Es führt jetzt wieder Krefeld mit 18:16 und es steht nur noch der letzte 75 Kilo Kampf im Griechisch Römisch bevor. Krefeld hat zwar zwei Punkte Vorsprung. Das bedeutet, es ist auf jeden Fall noch alles offen in diesem letzten entscheidenden Kampf. Jakub Marchlewski tritt für Krefeld gegen Marcel Graf an. Der Krefelder ist gehandikapt, er hat grade eine Lungenentzündung überstanden. Und er ist drei Kilo leichter als sein Gegner. Also keine guten Voraussetzungen.
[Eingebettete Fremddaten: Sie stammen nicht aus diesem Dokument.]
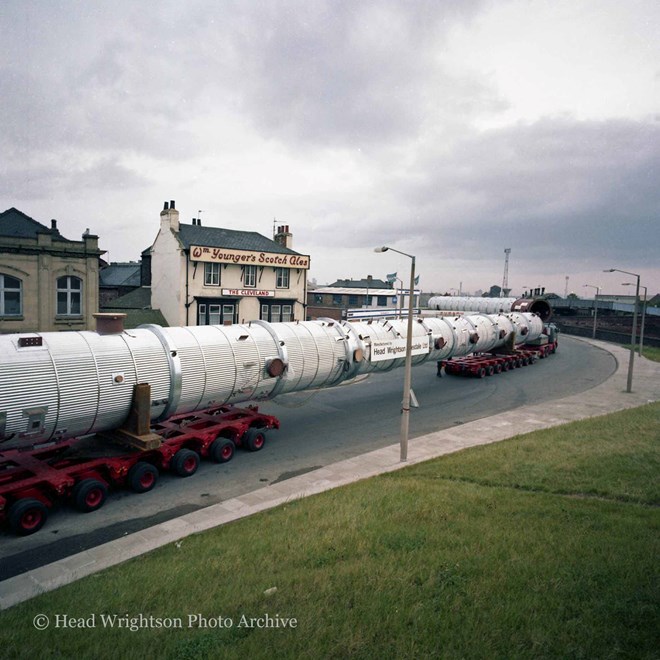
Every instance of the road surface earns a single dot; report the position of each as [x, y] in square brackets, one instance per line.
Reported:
[317, 428]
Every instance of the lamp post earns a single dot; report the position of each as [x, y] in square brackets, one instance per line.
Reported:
[641, 330]
[400, 298]
[631, 360]
[407, 378]
[593, 286]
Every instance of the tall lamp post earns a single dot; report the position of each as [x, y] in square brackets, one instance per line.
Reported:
[407, 378]
[593, 286]
[641, 330]
[631, 360]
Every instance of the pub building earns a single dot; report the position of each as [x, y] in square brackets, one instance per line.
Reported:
[214, 276]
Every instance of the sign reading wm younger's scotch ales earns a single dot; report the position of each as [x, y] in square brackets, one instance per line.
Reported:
[248, 257]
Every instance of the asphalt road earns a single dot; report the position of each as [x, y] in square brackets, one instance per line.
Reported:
[317, 428]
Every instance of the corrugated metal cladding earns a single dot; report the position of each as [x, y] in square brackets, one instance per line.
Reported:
[82, 382]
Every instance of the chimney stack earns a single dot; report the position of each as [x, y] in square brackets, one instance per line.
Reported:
[169, 217]
[284, 236]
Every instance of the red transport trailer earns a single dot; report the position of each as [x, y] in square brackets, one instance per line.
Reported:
[480, 365]
[81, 470]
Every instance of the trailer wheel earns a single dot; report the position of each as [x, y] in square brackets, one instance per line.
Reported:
[254, 439]
[222, 450]
[89, 495]
[185, 462]
[142, 477]
[27, 516]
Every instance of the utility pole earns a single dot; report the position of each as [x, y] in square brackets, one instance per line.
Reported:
[505, 279]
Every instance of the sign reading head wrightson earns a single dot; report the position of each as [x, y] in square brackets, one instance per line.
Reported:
[248, 257]
[388, 349]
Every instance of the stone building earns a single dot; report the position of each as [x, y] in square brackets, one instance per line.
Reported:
[47, 282]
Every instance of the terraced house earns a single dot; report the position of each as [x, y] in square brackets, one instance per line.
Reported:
[217, 276]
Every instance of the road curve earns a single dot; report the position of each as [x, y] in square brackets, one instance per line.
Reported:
[318, 428]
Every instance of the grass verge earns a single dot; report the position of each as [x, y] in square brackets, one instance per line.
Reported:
[542, 546]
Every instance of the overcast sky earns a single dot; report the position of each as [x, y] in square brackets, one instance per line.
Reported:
[449, 130]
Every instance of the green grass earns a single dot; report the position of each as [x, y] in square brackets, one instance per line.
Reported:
[649, 352]
[542, 546]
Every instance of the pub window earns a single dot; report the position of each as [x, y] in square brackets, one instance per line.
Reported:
[277, 313]
[11, 296]
[282, 276]
[212, 274]
[201, 314]
[250, 276]
[69, 296]
[215, 313]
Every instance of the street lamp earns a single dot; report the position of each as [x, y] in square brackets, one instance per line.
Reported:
[631, 360]
[407, 378]
[641, 330]
[593, 286]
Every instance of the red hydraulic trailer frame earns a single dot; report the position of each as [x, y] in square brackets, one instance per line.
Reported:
[81, 470]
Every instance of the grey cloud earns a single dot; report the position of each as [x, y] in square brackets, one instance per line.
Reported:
[556, 190]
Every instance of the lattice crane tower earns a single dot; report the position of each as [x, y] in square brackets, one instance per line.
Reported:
[505, 279]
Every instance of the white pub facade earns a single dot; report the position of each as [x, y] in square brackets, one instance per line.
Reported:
[216, 276]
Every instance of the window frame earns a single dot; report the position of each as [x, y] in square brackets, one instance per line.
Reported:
[212, 272]
[69, 291]
[282, 278]
[250, 276]
[4, 289]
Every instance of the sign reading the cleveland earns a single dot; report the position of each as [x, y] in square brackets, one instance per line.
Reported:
[248, 257]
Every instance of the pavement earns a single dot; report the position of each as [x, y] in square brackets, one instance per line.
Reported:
[607, 397]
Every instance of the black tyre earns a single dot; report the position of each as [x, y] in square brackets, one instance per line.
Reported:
[185, 462]
[27, 516]
[254, 439]
[89, 495]
[222, 450]
[142, 477]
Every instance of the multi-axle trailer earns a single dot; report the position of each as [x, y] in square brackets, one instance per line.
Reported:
[169, 393]
[81, 470]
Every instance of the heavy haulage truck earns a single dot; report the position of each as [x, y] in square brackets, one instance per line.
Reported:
[81, 412]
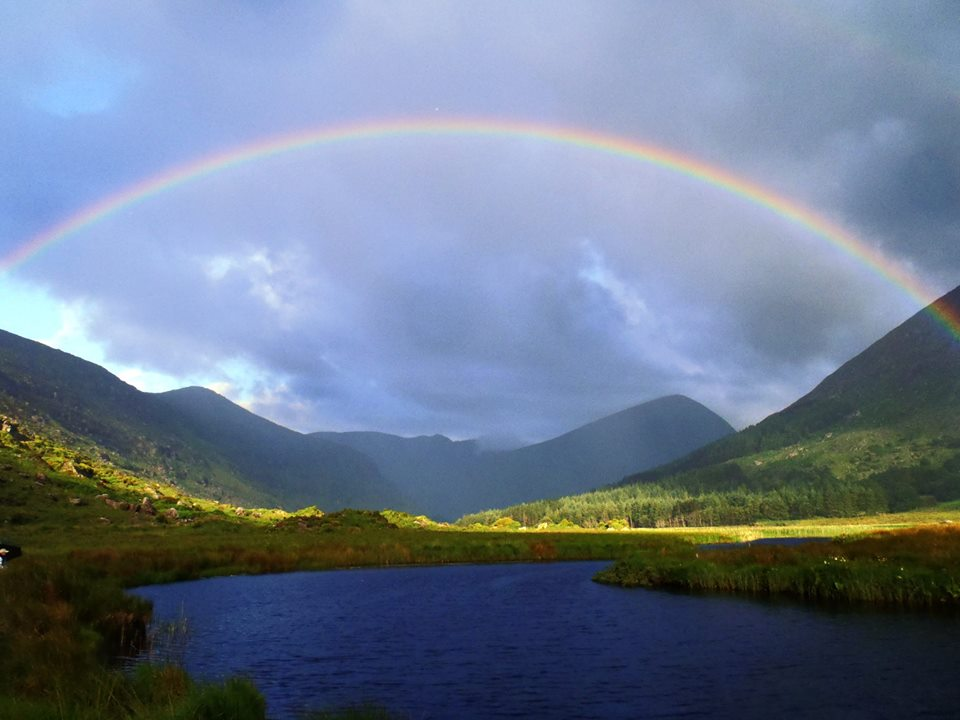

Doch Jakub gibt den Ton an auf der Matte und macht die Punkte. Sorge bereitet mir ein wenig, wie er sich in der Bodenlage verausgabt. Hier versucht er mehrfach, seinen schwereren Gegner auszuheben und zu werfen. Das kostet verdammt viel Kraft und er schafft es nicht, hierbei zu punkten. Und kurz vor der Pause schafft es der Walheimer, Jakub zu schleudern. Doch wie ein echter Profi besiegt Jakub seinen Gegner letztendlich 13:4 deutlich nach Punkten. Das war es, Krefeld hat heute tatsächlich in diesem packenden Krimi Wahlheim geschlagen.